The CDK Construct Library for AWS::KinesisFirehose
Project description
Amazon Kinesis Data Firehose Construct Library
---All classes with the
Cfn
prefix in this module (CFN Resources) are always stable and safe to use.
The APIs of higher level constructs in this module are experimental and under active development. They are subject to non-backward compatible changes or removal in any future version. These are not subject to the Semantic Versioning model and breaking changes will be announced in the release notes. This means that while you may use them, you may need to update your source code when upgrading to a newer version of this package.
Amazon Kinesis Data Firehose is a service for fully-managed delivery of real-time streaming data to storage services such as Amazon S3, Amazon Redshift, Amazon Elasticsearch, Splunk, or any custom HTTP endpoint or third-party services such as Datadog, Dynatrace, LogicMonitor, MongoDB, New Relic, and Sumo Logic.
Kinesis Data Firehose delivery streams are distinguished from Kinesis data streams in their models of consumtpion. Whereas consumers read from a data stream by actively pulling data from the stream, a delivery stream pushes data to its destination on a regular cadence. This means that data streams are intended to have consumers that do on-demand processing, like AWS Lambda or Amazon EC2. On the other hand, delivery streams are intended to have destinations that are sources for offline processing and analytics, such as Amazon S3 and Amazon Redshift.
This module is part of the AWS Cloud Development Kit project. It allows you to define Kinesis Data Firehose delivery streams.
Defining a Delivery Stream
In order to define a Delivery Stream, you must specify a destination. An S3 bucket can be used as a destination. More supported destinations are covered below.
# Example automatically generated. See https://github.com/aws/jsii/issues/826
import aws_cdk.aws_kinesisfirehose_destinations as destinations
import aws_cdk.aws_s3 as s3
bucket = s3.Bucket(self, "Bucket")
DeliveryStream(self, "Delivery Stream",
destinations=[destinations.S3Bucket(bucket)]
)
The above example defines the following resources:
- An S3 bucket
- A Kinesis Data Firehose delivery stream with Direct PUT as the source and CloudWatch error logging turned on.

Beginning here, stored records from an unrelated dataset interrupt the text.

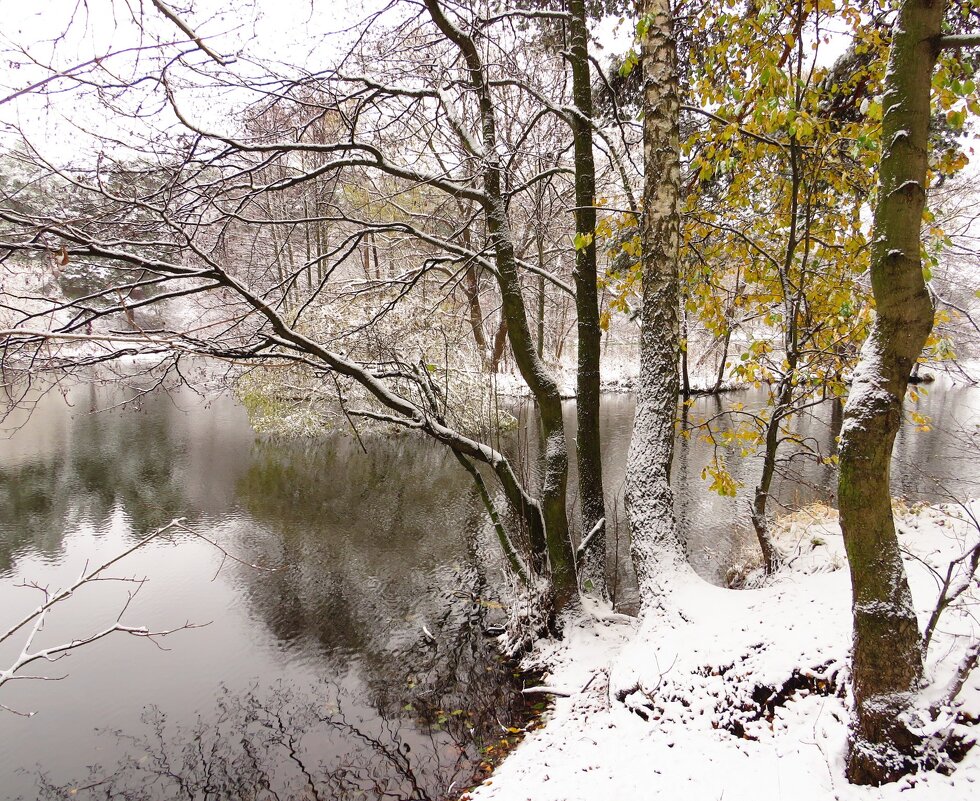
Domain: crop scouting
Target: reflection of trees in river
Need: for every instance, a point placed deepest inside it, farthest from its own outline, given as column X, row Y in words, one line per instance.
column 282, row 744
column 375, row 546
column 128, row 462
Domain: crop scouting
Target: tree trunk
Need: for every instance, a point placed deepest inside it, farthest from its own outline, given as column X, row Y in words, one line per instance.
column 587, row 448
column 887, row 660
column 649, row 499
column 514, row 312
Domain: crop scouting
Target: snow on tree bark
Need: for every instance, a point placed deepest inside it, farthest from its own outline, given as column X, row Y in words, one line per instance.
column 655, row 546
column 589, row 456
column 887, row 660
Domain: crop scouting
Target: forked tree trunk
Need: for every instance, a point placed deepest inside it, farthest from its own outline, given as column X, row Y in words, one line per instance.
column 535, row 373
column 587, row 446
column 649, row 499
column 887, row 660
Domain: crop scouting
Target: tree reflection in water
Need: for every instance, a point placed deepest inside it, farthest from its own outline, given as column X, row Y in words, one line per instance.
column 421, row 735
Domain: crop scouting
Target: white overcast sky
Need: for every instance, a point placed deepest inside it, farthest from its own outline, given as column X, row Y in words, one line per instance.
column 64, row 33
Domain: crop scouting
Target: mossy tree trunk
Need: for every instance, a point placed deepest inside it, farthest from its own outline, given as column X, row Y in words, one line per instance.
column 887, row 658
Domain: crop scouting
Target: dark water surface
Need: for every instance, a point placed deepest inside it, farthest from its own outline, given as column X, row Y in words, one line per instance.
column 317, row 679
column 313, row 680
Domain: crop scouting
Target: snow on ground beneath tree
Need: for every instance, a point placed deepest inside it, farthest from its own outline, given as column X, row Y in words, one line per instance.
column 741, row 694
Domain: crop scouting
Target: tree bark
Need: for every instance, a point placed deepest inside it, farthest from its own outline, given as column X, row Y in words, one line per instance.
column 649, row 499
column 592, row 577
column 887, row 660
column 514, row 312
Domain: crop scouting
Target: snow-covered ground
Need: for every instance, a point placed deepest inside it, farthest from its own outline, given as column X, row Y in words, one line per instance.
column 680, row 706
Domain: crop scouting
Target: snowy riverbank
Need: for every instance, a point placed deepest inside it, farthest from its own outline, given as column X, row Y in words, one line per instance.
column 738, row 694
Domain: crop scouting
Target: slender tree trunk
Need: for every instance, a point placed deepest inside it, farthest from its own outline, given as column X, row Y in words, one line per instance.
column 514, row 312
column 887, row 660
column 760, row 519
column 725, row 344
column 685, row 373
column 649, row 499
column 587, row 448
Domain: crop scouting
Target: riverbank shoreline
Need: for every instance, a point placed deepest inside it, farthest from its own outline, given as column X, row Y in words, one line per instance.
column 742, row 694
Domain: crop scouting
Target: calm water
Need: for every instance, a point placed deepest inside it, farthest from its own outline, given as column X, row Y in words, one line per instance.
column 316, row 678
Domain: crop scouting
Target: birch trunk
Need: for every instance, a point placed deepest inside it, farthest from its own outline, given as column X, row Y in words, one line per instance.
column 587, row 445
column 655, row 546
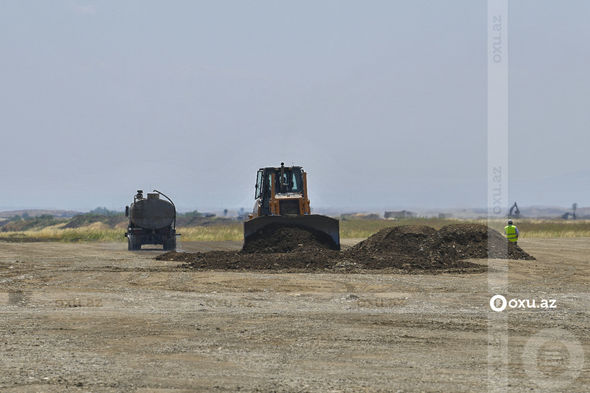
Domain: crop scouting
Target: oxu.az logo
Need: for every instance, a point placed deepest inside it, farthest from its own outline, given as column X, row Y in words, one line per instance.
column 499, row 303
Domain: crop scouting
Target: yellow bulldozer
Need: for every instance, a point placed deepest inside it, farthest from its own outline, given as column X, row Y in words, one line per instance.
column 282, row 200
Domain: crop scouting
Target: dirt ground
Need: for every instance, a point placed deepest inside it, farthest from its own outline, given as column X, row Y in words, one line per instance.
column 97, row 318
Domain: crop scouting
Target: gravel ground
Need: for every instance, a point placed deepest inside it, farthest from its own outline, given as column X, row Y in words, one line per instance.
column 97, row 318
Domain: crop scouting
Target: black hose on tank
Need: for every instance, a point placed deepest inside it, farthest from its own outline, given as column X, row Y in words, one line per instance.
column 170, row 200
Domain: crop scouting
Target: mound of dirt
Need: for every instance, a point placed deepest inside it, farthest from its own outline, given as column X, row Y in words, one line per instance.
column 281, row 239
column 463, row 241
column 414, row 248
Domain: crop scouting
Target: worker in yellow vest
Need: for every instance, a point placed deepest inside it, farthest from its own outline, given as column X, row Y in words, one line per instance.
column 511, row 232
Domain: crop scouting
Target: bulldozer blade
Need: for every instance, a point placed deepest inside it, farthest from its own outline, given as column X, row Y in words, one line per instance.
column 327, row 225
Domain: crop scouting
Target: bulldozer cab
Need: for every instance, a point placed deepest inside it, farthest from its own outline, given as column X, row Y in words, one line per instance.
column 281, row 191
column 287, row 180
column 281, row 200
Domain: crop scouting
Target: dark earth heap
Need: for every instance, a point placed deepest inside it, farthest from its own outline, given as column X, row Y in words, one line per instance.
column 410, row 248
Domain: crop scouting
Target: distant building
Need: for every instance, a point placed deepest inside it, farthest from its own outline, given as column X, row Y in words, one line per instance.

- An IAM role which gives the delivery stream permission to write to the S3 bucket.
Sources
There are two main methods of sourcing input data: Kinesis Data Streams and via a "direct put". This construct library currently only supports "direct put". See #15500 to track the status of adding support for Kinesis Data Streams.
See: Sending Data to a Delivery Stream in the Kinesis Data Firehose Developer Guide.
Direct Put
Data must be provided via "direct put", ie., by using a PutRecord
or PutRecordBatch
API call. There are a number of ways of doing
so, such as:
- Kinesis Agent: a standalone Java application that monitors and delivers files while handling file rotation, checkpointing, and retries. See: Writing to Kinesis Data Firehose Using Kinesis Agent in the Kinesis Data Firehose Developer Guide.
- AWS SDK: a general purpose solution that allows you to deliver data to a delivery stream from anywhere using Java, .NET, Node.js, Python, or Ruby. See: Writing to Kinesis Data Firehose Using the AWS SDK in the Kinesis Data Firehose Developer Guide.
- CloudWatch Logs: subscribe to a log group and receive filtered log events directly into a delivery stream. See: logs-destinations.
- Eventbridge: add an event rule target to send events to a delivery stream based on the rule filtering. See: events-targets.
- SNS: add a subscription to send all notifications from the topic to a delivery stream. See: sns-subscriptions.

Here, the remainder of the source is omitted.